That is an index on date can not make use of the index on product_id, but an index on (date, product_id) can get some more info on product_id after a condition on date (sort on product id for a specific date match). 也就是说,日期索引不能使用product_id上的索引,但是日期日期后(针对特定日期匹配的产品ID排序),(日期,product_id)上的索引可以获取有关product_id的更多信息。

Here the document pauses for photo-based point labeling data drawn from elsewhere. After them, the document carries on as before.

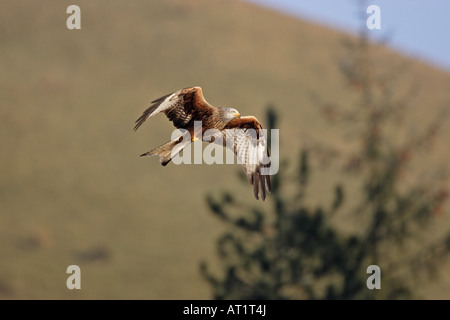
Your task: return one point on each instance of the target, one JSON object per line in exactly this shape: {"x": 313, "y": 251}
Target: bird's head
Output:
{"x": 231, "y": 113}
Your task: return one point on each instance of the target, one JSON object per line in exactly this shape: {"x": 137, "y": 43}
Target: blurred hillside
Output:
{"x": 73, "y": 189}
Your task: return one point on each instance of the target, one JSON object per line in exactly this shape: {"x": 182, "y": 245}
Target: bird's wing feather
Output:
{"x": 181, "y": 107}
{"x": 245, "y": 137}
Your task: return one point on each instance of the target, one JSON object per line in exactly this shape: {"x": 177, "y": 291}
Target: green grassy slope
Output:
{"x": 73, "y": 189}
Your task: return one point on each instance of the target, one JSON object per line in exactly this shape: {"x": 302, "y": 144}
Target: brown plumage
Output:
{"x": 188, "y": 105}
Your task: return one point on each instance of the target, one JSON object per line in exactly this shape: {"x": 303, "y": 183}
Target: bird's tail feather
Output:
{"x": 168, "y": 150}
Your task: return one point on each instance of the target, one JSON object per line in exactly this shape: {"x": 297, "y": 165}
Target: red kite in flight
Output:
{"x": 187, "y": 106}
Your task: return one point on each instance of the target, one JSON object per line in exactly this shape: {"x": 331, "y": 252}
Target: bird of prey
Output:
{"x": 187, "y": 106}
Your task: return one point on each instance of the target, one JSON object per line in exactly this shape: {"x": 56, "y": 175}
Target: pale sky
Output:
{"x": 417, "y": 28}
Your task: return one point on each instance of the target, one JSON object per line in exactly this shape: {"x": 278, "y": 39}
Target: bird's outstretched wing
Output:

Nevertheless, a range condition on date (>=) breaks this. 但是,日期范围条件(> =)打破了这一点。 That is what I was talking about. 那就是我在说的。
UPD2: UPD2:
As I uderstand the problem can be reduced to (most of the time it spends on that): 据我了解,这个问题可以减少到(大部分时间都花在此上):
SELECT p.*, shop
FROM products p
JOIN users u ON p.`date` >= u.prior_login and u.user_id = 22
JOIN shops s ON p.shop_id = s.shop_id
ORDER BY shop, `date`, product_id;
Now add an index (user_id, prior_login) on users and (date) on products, and try the following query: 现在在用户上添加索引(user_id,previous_login),在产品上添加索引(date),然后尝试以下查询:
SELECT STRAIGHT_JOIN p.*, shop
FROM (
SELECT product_id, shop
FROM users u
JOIN products p
user_id = 22 AND p.`date` >= prior_login
JOIN shops s
ON p.shop_id = s.shop_id
ORDER BY shop, p.`date`, product_id
) as s
JOIN products p USING (product_id);
If I am correct the query should return the same result but quicker. 如果我是正确的,查询应该返回相同的结果,但速度更快。 If would be nice if you would post the result of EXPLAIN for the query. 如果可以,则将EXPLAIN的结果发布给查询。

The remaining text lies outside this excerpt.